Mar. 25, 2012 - A Principle of Law

A Principle of Law

The Canadian Charter of Rights and Freedoms, as a part of the Consitution Act, is statutory law.

As stated in section 32 of the Charter, this Act of Legislature:

32. (1) This Charter applies
   (a) to the Parliament and government of Canada in respect of all matters within the authority of Parliament including all matters relating to the Yukon Territory and Northwest Territories; and
   (b) to the legislature and government of each province in respect of all matters within the authority of the legislature of each province.

In other words, unless you are a part of a government, you are not obligated to do, for others, those things detailed in that Legislative Act.

In the case of R. v. Dell, 2005 ABCA 246, a bouncer was charged by Dell with violated his charter rights when the bouncer detained him at a night club. The court ruled that, since he was not acting as an agent of the government nor was he performing a function of government at the time he detained Dell, the bouncer could not be charged with violate Dell's Charter rights.
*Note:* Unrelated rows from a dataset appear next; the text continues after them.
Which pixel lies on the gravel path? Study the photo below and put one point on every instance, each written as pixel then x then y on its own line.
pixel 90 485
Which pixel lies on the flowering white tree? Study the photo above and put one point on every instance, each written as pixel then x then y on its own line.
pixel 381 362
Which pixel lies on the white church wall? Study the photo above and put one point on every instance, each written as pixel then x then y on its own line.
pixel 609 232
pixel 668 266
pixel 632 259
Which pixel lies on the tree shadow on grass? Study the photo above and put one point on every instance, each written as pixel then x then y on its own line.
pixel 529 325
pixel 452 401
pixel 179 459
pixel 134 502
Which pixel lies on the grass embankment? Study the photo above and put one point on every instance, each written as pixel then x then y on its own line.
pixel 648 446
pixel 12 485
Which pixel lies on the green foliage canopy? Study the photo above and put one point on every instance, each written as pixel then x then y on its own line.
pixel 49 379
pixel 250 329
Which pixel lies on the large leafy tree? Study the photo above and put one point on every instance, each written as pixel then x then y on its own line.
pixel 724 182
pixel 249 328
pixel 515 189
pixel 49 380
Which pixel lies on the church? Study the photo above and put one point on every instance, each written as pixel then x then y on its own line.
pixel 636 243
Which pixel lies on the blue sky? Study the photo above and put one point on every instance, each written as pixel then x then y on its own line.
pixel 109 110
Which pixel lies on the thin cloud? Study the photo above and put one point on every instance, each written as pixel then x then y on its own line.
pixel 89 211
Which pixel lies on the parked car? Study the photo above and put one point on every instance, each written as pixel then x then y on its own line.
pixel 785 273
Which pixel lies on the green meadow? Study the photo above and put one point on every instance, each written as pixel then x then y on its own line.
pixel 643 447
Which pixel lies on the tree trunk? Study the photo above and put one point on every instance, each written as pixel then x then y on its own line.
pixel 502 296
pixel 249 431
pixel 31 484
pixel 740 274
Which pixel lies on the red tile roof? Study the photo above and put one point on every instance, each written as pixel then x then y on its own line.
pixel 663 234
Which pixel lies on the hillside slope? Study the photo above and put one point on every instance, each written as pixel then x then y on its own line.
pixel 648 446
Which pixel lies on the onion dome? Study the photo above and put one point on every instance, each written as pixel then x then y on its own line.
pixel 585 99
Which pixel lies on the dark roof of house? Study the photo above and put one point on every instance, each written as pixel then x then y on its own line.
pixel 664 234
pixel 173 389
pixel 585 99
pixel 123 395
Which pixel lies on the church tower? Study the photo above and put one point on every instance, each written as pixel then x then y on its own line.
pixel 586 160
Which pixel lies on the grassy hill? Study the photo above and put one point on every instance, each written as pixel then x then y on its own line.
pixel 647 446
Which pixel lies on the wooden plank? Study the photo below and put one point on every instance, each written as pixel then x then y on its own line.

The bouncer, acting in his private capacity is not obligated to obey that Legislative Act.

The interesting corollary of this is that the bouncer would be obligated to obey that Legislative Act if or when he is acting as an agent for, or perfoming a function of, the federal or a provincial government.

So, when a policy enforcer (a police officer) asks to see your driver's licence, a document bearing not only your name but also the name of a province, are you not giving the officer evidence that suggests you are acting as a agent for, or performing a function of, that province?